Musique / Festivals

L'histoire commence en mars de cette année. La clique Back in the Dayz – ou plutôt le duo que forment depuis une quasi décennie Anthony Consiglio et Max Meli – réalise alors une prouesse et un rêve de longue date. La structure montée en 2009 par ces deux potes férus de hip hop signe avec Universal ce mois-là. Après des années à charbonner, ils ont désormais leur propre label, En Douceur, confortablement hébergé par une grande major. La catapulte qui leur faisait défaut pour propulser plus loin encore les étoiles d'un rap belge pour lesquel ils œuvrent dans l'ombre depuis les prémices. C'est ainsi qu'une proposition arrive sur leur bureau quelques semaines après : coordonner une compilation qui servirait de bande-originale au cinéma.

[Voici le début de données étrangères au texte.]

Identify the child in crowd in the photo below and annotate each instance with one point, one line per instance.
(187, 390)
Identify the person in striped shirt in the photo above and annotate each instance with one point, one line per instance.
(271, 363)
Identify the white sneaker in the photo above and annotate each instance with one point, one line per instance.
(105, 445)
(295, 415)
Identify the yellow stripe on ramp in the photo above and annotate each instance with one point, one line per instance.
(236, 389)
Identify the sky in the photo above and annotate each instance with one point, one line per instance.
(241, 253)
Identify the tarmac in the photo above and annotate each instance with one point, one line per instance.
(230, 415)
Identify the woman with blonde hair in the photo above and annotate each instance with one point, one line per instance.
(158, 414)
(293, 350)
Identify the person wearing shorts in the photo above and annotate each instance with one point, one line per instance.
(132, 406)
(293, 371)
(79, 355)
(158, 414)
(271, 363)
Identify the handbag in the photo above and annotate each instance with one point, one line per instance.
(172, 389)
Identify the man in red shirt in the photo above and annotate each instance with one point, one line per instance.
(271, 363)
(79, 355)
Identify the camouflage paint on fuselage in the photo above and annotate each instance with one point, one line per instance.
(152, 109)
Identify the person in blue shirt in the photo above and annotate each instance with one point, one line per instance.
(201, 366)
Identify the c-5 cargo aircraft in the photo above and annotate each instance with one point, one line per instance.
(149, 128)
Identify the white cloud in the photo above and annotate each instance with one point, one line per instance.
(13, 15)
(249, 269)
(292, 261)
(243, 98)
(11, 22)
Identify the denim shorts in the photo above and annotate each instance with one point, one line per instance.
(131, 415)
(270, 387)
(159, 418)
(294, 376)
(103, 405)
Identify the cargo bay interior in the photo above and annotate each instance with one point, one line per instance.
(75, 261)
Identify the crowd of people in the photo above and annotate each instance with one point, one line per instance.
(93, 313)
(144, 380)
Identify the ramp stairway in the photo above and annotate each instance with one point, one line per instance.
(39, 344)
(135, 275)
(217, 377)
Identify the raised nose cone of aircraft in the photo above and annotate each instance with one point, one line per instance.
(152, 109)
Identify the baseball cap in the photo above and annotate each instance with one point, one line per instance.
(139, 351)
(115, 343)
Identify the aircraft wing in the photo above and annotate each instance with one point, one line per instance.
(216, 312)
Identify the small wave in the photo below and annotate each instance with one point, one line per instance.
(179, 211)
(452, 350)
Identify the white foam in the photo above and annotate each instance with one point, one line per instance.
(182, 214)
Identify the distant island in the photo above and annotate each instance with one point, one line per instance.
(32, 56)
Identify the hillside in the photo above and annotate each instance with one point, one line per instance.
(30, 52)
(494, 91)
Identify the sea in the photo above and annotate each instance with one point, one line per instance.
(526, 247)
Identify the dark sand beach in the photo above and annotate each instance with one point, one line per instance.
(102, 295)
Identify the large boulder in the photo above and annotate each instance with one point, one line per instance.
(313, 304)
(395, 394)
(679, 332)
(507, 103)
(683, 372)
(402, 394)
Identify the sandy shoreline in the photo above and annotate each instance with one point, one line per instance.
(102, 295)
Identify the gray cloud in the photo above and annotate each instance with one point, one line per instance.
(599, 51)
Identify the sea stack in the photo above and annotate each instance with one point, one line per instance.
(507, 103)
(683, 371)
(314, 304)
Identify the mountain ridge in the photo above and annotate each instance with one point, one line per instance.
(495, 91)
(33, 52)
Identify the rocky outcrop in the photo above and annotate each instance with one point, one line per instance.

Le film s'appelle "Tueurs". Il est réalisé par Jean-François Hensgens, un complice récurrent des frères Dardenne, et François Troukens, ancien braqueur qui, entre deux séjours au placard, écrira les grandes lignes du futur scénario. Une histoire de gangsters "à l'américaine", sur fond de belgitude et de Tueurs fous du Brabant. Le montage touche déjà à sa fin, et il sera donc compliqué d'intégrer les musiques à la version finale. Dommage… Si l'on peut effacer et remplacer Kevin Spacey d'un film a posteriori, il doit être envisageable d'intégrer une bande-son en post-prod, non ? Mais qu'il en soit ainsi. Le deal est acté. Reste à rassembler les ouailles du rap noir-jaune-rouge autour du projet. Une seule condition : pour faire le lien, ils poseront sur les instrus de l'homme en charge du volet musical de "Tueurs". Son nom : Clement Animalsons, moitié du tandem de producteurs du même nom, qui fit quelques grandes heures de Booba ("Boulbi", "Pitbull", "Garde la Pêche", "N°10", etc).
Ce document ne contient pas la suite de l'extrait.